Sri Lanka said yesterday it would allow the UN to send a representative to a locally appointed war crimes panel, reversing an earlier ban on international involvement, but analysts said the move would do little to add credibility to the commission.
The island nation had rejected a three-member UN panel convened by UN Secretary-General Ban Ki-moon to look into possible war crimes in the 25-year war and ruled out visas for members of the panel if they wanted to visit Sri Lanka for any investigations.
However, a statement by the foreign ministry said the government would now welcome UN involvement in the Lessons Learnt and Reconciliation Commission (LLRC), a local panel appointed by Sri Lankan President Mahinda Rajapaksa to probe the end of the war and which has been criticized by human rights groups as lacking independence.
“In the event of the panel of the Secretary-General wishing to present representations to the commission, the Ministry of External Affairs will make the arrangements that are necessary to enable the panel to do so,” the ministry said in a statement.

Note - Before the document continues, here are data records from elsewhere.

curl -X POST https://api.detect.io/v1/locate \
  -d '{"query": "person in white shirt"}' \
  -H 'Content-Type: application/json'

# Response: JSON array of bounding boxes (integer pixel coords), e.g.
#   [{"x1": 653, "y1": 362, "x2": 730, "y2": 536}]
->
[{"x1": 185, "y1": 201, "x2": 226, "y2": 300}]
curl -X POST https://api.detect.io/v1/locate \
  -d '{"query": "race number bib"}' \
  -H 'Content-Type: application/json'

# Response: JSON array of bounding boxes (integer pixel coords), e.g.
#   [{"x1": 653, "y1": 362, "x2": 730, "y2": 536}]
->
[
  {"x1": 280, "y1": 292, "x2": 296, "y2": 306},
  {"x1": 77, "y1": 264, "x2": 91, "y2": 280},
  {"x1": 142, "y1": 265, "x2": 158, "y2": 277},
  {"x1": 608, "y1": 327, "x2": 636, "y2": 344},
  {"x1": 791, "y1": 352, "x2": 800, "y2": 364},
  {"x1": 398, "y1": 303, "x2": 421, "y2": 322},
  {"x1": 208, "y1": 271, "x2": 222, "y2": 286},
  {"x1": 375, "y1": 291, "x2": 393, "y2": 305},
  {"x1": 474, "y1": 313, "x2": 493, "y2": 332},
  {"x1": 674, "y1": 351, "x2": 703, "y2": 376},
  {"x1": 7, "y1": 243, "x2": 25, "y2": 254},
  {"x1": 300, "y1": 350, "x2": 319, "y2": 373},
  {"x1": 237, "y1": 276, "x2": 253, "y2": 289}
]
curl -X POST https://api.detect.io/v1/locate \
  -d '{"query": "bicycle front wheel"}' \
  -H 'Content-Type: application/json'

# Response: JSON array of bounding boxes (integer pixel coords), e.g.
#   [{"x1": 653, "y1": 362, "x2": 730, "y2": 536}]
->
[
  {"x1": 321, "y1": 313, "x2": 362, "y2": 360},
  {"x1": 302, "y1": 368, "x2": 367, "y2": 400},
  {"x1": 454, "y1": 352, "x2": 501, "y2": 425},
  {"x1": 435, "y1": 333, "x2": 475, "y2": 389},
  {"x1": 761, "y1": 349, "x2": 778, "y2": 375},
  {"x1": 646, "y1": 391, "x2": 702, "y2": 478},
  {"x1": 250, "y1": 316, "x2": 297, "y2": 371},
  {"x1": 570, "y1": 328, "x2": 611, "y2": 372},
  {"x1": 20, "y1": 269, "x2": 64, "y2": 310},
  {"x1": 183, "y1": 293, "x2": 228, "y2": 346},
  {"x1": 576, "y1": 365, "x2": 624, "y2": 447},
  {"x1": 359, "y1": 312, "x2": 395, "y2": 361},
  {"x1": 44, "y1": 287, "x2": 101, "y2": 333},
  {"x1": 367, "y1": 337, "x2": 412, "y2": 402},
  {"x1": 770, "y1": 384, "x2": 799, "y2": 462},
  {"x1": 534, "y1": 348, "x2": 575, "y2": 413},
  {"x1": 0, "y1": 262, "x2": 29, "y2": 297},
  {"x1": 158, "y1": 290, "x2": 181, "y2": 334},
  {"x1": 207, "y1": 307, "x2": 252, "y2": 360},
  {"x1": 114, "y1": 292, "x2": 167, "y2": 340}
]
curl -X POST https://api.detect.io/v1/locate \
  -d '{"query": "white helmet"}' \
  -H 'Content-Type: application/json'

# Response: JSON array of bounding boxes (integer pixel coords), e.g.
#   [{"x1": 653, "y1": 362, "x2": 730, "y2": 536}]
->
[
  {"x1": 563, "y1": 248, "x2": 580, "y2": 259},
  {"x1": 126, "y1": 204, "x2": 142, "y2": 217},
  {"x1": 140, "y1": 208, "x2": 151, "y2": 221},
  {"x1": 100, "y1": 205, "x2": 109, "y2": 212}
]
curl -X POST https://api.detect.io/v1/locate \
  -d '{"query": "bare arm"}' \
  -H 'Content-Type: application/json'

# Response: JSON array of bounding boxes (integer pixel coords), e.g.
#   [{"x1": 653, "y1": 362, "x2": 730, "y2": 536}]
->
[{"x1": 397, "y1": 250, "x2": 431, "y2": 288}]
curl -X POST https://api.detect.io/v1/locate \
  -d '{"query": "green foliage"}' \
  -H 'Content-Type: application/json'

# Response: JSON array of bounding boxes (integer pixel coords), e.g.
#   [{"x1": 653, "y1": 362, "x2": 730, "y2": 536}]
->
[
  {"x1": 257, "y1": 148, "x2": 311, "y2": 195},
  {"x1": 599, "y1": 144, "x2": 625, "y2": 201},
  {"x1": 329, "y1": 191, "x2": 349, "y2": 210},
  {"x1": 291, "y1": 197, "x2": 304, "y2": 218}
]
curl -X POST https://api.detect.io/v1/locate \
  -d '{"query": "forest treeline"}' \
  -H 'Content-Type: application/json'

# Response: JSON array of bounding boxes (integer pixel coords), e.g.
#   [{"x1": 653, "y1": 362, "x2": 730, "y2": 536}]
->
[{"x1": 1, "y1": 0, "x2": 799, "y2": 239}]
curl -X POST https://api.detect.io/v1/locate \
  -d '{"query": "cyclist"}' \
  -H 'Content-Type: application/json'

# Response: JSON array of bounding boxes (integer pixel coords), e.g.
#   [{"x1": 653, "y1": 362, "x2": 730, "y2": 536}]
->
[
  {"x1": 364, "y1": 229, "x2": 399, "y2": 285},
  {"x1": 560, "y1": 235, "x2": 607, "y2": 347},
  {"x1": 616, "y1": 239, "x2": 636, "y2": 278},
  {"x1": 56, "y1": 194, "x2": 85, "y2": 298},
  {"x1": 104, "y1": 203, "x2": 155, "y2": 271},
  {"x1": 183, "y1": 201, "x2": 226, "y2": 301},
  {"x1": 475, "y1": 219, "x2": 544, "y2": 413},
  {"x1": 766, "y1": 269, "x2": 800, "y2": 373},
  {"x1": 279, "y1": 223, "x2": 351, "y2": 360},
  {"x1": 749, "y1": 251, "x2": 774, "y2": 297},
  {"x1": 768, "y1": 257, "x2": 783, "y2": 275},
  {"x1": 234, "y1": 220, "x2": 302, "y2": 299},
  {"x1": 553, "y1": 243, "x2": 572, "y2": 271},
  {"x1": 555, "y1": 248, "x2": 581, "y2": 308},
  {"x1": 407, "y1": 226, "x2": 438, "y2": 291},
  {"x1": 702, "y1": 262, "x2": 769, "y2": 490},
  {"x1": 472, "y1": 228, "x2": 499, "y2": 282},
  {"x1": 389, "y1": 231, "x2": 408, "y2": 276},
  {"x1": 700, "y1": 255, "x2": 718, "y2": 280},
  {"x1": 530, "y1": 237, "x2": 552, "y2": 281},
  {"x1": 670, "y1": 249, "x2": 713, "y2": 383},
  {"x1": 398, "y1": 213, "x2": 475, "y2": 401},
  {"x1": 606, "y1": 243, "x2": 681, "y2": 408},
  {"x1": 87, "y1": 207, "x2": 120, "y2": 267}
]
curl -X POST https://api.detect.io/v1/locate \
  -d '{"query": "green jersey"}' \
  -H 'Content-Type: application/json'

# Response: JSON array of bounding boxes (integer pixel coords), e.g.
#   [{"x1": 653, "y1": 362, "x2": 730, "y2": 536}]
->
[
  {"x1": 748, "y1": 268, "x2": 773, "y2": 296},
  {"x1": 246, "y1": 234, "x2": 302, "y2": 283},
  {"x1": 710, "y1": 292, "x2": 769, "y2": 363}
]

“This position has already been conveyed through diplomatic channels, to the United Nations in New York,” the ministry added, without giving any details.

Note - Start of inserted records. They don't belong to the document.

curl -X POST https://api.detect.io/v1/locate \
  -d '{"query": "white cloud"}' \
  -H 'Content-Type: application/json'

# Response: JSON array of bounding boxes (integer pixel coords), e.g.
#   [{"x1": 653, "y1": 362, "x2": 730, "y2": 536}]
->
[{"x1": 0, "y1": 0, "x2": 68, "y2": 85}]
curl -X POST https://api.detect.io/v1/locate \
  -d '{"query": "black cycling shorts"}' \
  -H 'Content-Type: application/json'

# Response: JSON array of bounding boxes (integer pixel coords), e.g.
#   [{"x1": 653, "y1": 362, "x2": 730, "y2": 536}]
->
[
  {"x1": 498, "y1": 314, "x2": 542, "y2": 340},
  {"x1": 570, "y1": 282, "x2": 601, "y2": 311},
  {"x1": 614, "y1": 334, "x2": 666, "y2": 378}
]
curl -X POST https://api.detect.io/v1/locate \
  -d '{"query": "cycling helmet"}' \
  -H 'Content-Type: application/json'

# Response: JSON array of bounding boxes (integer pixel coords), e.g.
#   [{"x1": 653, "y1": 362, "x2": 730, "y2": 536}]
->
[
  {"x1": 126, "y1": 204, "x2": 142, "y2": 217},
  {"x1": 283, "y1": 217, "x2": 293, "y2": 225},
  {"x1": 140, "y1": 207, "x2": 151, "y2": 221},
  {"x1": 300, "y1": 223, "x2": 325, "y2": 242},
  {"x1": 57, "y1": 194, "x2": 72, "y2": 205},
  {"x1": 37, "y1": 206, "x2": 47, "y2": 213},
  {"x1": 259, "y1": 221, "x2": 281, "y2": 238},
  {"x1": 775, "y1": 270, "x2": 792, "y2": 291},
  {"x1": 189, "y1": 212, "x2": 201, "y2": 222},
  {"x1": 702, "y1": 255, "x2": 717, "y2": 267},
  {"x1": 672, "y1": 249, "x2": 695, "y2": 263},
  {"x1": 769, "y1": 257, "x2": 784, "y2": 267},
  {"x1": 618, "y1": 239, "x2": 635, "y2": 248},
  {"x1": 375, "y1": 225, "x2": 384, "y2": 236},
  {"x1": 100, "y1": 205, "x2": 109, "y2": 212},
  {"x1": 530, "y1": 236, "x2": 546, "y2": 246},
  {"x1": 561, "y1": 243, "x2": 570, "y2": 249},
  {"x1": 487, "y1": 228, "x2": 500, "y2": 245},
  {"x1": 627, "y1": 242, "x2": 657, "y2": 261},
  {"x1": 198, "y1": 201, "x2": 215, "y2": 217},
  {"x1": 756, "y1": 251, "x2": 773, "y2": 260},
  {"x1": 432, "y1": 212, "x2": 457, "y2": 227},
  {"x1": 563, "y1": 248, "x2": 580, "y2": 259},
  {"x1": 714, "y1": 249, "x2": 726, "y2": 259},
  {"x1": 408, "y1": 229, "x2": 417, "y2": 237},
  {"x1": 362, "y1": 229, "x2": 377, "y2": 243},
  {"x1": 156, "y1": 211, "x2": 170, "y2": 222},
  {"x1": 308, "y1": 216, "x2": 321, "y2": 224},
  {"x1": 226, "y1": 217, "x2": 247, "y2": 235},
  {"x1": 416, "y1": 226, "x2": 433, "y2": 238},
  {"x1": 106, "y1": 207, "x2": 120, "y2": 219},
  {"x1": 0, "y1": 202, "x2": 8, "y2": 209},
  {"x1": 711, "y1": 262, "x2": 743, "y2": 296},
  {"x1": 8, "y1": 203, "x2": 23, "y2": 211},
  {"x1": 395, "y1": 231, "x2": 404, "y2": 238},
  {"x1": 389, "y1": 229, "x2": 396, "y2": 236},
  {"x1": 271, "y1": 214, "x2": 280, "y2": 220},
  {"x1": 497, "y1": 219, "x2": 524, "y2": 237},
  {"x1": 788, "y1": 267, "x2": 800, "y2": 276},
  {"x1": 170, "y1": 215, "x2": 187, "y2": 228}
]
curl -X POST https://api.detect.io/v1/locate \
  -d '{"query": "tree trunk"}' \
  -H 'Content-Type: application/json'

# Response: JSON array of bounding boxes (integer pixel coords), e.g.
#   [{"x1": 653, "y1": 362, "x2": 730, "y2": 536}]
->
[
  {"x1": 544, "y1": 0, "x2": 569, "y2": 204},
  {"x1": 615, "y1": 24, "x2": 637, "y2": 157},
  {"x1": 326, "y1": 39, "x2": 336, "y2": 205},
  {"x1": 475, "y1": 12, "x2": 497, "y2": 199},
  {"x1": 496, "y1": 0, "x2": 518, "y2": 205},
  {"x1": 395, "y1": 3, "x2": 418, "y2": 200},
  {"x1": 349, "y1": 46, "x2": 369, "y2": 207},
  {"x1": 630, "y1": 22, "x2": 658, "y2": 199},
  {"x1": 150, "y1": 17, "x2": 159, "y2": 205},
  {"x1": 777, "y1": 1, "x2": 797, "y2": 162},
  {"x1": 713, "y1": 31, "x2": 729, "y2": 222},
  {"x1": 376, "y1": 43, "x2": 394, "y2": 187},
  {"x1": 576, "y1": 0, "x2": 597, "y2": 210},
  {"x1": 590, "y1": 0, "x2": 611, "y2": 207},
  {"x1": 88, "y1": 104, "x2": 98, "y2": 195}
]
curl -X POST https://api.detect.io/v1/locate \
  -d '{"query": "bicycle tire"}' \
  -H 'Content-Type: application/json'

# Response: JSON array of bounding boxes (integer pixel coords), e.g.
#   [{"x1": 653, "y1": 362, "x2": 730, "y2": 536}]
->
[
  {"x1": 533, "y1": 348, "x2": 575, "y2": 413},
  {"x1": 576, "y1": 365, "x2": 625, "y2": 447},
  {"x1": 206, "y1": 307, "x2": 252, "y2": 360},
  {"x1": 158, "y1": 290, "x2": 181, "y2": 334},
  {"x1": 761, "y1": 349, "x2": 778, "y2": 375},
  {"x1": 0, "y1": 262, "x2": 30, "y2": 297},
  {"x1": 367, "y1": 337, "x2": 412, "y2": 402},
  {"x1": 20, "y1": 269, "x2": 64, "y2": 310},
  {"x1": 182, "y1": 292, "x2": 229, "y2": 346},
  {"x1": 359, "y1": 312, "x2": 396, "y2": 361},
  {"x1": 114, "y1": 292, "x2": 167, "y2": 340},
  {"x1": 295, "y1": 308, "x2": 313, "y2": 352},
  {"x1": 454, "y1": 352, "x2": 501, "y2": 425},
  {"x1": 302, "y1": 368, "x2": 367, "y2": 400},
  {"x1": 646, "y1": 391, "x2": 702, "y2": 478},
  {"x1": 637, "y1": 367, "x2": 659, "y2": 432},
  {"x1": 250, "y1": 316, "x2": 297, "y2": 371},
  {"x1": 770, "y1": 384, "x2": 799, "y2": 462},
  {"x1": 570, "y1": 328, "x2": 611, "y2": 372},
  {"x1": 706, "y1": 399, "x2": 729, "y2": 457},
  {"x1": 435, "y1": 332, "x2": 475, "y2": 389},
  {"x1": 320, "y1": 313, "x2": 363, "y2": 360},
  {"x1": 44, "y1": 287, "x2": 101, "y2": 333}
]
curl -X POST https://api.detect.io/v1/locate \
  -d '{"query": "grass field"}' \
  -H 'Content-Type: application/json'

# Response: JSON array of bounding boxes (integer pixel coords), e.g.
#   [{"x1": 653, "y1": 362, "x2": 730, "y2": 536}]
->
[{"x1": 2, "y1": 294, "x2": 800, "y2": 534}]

Analysts described the government statement as a small, and ineffectual, concession to demands by Western governments and human rights groups for an international probe into the military’s crushing defeat in May last year of the Tamil Tiger separatists after a quarter--century of civil war.
Sri Lanka’s failure to set up an independent probe into the alleged war crimes has already cost the nation US$150 million in trade concessions from the EU annually. Economists also said it is hampering foreign investment.
“There is no point of a UN panel coming here, if it is only allowed to meet only the LLRC and not allowed to meet the civil society and people affected by the war and to travel around the country,” said a political analyst asking not to be named fearing repercussions.
“The submissions the LLRC have got is mostly on reconciliation for the future and not what happened in the last day of the war. The UN panel is meant to see what happened in the last day of the war,” the analyst said.
Human rights groups, Tamil pressure groups overseas and some Western governments accuse the government of responsibility for what they say are thousands of civilian deaths or other atrocities that could constitute war crimes.
Allegations of war crimes by the Sri Lankan military against Tamil rebels resurfaced after Rajapaksa’s recent visit to Britain, where a university canceled his speech after protests by Tamil groups.
US diplomatic cables, released by the WikiLeaks Web site, also put the alleged human rights abuses in the spotlight, revealing that the US believes there is little prospect Sri Lanka will hold anyone accountable for the bloody end of the war because of the top government figures involved.
Sri Lankan Tamils, who have been mostly affected in the war, have complained of disappearances, abductions and abuses by the military before the LLRC, but the government has not yet started an official probe to investigate.
Economists attribute the government’s failure to begin the probe for slowing foreign investment, which has fallen 12 percent in the first nine months of this year year-on-year, despite the end of the war.